The breakwater highlights this contradiction. Not included in the original plan, it became necessary after the chosen offshore location — 8.5 km from Punta Marina — proved unsuitable due to seabed conditions, dredging requirements and exposure to wave action that were incompatible with a permanently moored FSRU. “Once completed, it will cause erosion,” warns Piero Bucchi of Legambiente Ravenna, pointing out that such structures can accumulate sediment locally but accelerate erosion several kilometres away, without a specific environmental impact assessment. “In the end, the court will rule: since the facility exists, protection is mandatory,” he adds. In the meantime, the breakwater is not yet complete and the FSRU is periodically moved out to sea during storm surges, reducing its operational capacity.
End of Part One; Part Two will be published on 30 May 2026.
This article was produced as part of MOST – Media Organisations for Stronger Transnational Journalism, a journalism partnership funded by the Creative Europe programme that supports independent media specialising in international journalism.

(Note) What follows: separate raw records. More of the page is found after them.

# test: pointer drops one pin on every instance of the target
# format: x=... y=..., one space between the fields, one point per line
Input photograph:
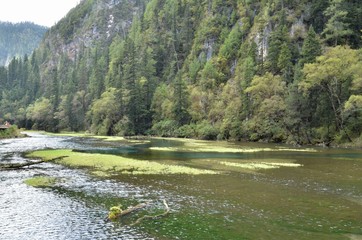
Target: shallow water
x=322 y=199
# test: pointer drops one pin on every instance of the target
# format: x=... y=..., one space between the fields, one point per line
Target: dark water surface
x=321 y=199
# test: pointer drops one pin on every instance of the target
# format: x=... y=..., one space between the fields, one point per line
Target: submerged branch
x=16 y=166
x=167 y=210
x=116 y=212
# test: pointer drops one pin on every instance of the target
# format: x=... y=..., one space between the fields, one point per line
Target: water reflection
x=33 y=213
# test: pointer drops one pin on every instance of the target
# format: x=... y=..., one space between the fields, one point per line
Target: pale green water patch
x=192 y=145
x=41 y=181
x=115 y=164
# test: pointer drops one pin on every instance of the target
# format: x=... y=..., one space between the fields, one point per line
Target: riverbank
x=11 y=132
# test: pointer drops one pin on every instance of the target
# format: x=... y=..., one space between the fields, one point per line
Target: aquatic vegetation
x=260 y=165
x=193 y=145
x=116 y=164
x=41 y=181
x=114 y=212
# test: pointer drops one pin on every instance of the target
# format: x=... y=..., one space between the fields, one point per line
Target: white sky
x=41 y=12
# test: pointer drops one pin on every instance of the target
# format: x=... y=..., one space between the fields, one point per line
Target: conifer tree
x=311 y=47
x=336 y=29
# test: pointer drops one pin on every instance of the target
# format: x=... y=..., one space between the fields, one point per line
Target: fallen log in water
x=16 y=166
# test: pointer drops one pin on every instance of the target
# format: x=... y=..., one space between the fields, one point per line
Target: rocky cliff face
x=18 y=39
x=92 y=23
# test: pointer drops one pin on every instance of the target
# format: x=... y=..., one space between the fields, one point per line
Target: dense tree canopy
x=282 y=71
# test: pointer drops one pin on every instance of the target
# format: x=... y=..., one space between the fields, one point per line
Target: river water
x=321 y=199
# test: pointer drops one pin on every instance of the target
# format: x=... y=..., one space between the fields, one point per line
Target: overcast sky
x=41 y=12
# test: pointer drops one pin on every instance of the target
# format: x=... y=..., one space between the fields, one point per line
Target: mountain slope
x=207 y=69
x=18 y=39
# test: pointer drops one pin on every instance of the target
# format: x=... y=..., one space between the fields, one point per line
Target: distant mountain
x=18 y=39
x=281 y=71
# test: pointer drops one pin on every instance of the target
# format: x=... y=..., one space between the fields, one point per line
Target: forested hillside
x=270 y=70
x=18 y=39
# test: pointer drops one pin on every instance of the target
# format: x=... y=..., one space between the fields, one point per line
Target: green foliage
x=337 y=29
x=204 y=69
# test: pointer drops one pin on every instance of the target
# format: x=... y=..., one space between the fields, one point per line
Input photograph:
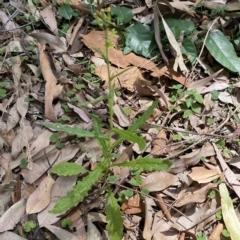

In the opening photo by Elisabetta Zavoli: Danilo De Bellis, a veterinary surgeon and PhD student at the University of Camerino, performs a post-mortem examination on the sea turtle ‘Romeo’ in the dissection room of the School of Biosciences and Veterinary Medicine at the University of Camerino, in Matelica (MC), Italy, on 4 March 2026. Romeo is a loggerhead sea turtle (Caretta caretta) found stranded and rescued by the NGO Fondazione Cetacea in Riccione (RN) on 28 November 2025. He was cared for in a severely debilitated condition and died on 12 December 2025 with symptoms attributable to DTS (Debilitated Turtle Syndrome). De Bellis is studying the main causes of mortality among Caretta caretta turtles in the upper Adriatic. During necropsies, all organs are examined and tissue samples are taken for toxicological, histological and bacteriological testing. Many of the sea turtles recovered by the Cetacea Foundation or found stranded and dead during 2025 exhibited symptoms of DTS. In the Adriatic, this severe debilitating syndrome is found almost exclusively in animals measuring less than 45 cm in curved carapace length, i.e. juvenile turtles. The most obvious characteristics of this syndrome are extreme barnacle infestation (a symptom of severe debilitation and a compromised immune system), lethargy and severe emaciation due to muscle atrophy and the absence of fat deposits.